In light of its close-air-support capabilities against the Islamic State group, the A-10 lives to fight another year.

As promised, the fiscal 2017 defense budget request unveiled Tuesday will stretch out the proposed retirement of the A-10 Thunderbolt II — a mainstay of Davis-Monthan Air Force Base — by three years to 2022.

The budget also proposes major buys of weapons made by Tucson-based Raytheon Missile Systems, including the Tomahawk cruise missile.

The new budget plan also would keep the EC-130 Compass Call electronic jamming planes flying at D-M, and fund upgrades to aircraft used by the local air base’s combat-rescue squadrons.

A top Air Force commander had said in a budget preview that the Air Force would put off retiring the A-10 in light of demand for the close air support aircraft to battle Islamic State militants in Iraq and Syria and to bolster NATO in the face of an aggressive Russia.

The Air Force has not yet released its new timetable for retiring the “Warthog.” Under a plan halted by Congress last year, the Air Force proposed mothballing 55 of D-M’s 83 A-10s in the current fiscal year.

In its 2017 budget request, the Pentagon also has proposed fully funding D-M’s fleet of 14 EC-130 Compass Call planes — the only such fleet in the Air Force and one of its most continually deployed assets — after seeking to mothball half of the planes a year ago.

The Air Force also wants to fund upgrades to the HC-130J Combat King rescue plane as well as continue development of a new combat-rescue helicopter to replace the HH-60 Pave Hawk by 2021.

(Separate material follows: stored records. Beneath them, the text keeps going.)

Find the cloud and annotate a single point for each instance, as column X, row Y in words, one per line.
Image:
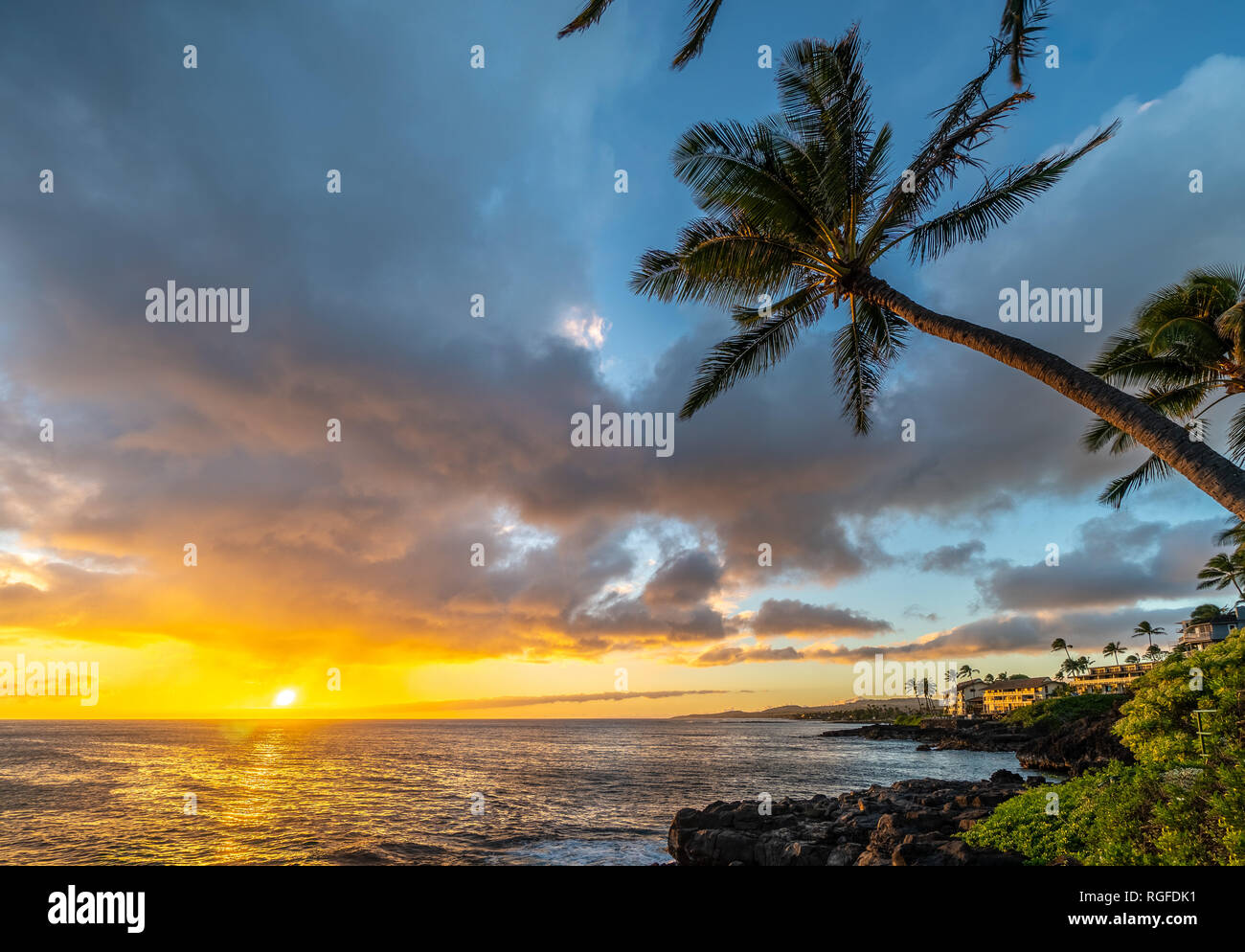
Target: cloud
column 789, row 616
column 953, row 557
column 531, row 701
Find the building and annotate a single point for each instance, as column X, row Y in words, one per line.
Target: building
column 1199, row 635
column 970, row 697
column 1108, row 680
column 1001, row 697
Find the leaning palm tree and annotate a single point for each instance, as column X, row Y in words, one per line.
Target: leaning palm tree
column 1223, row 570
column 1144, row 630
column 800, row 208
column 1021, row 24
column 1184, row 353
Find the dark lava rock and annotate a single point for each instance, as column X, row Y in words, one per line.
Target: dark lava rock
column 1075, row 748
column 912, row 823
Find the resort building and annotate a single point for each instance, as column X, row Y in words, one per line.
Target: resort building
column 1108, row 680
column 970, row 697
column 1199, row 635
column 1001, row 697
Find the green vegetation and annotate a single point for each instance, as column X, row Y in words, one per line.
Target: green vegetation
column 1175, row 806
column 1057, row 711
column 867, row 714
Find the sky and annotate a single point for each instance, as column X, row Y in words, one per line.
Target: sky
column 615, row 582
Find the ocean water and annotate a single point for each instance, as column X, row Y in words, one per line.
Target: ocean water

The Pentagon is also asking for $187 million in fiscal year 2017 to buy 100 of Raytheon’s Tomahawks for the Navy, and about $500 million on Raytheon’s Standard Missile ship-defense interceptors.

Defense Secretary Ash Carter said recently that as part of its future spending plans over five years, the Pentagon plans to buy $2 billion worth of Tomahawks and spend $2.9 billion to buy Standard Missile-6 interceptors and adapt them to an anti-ship role.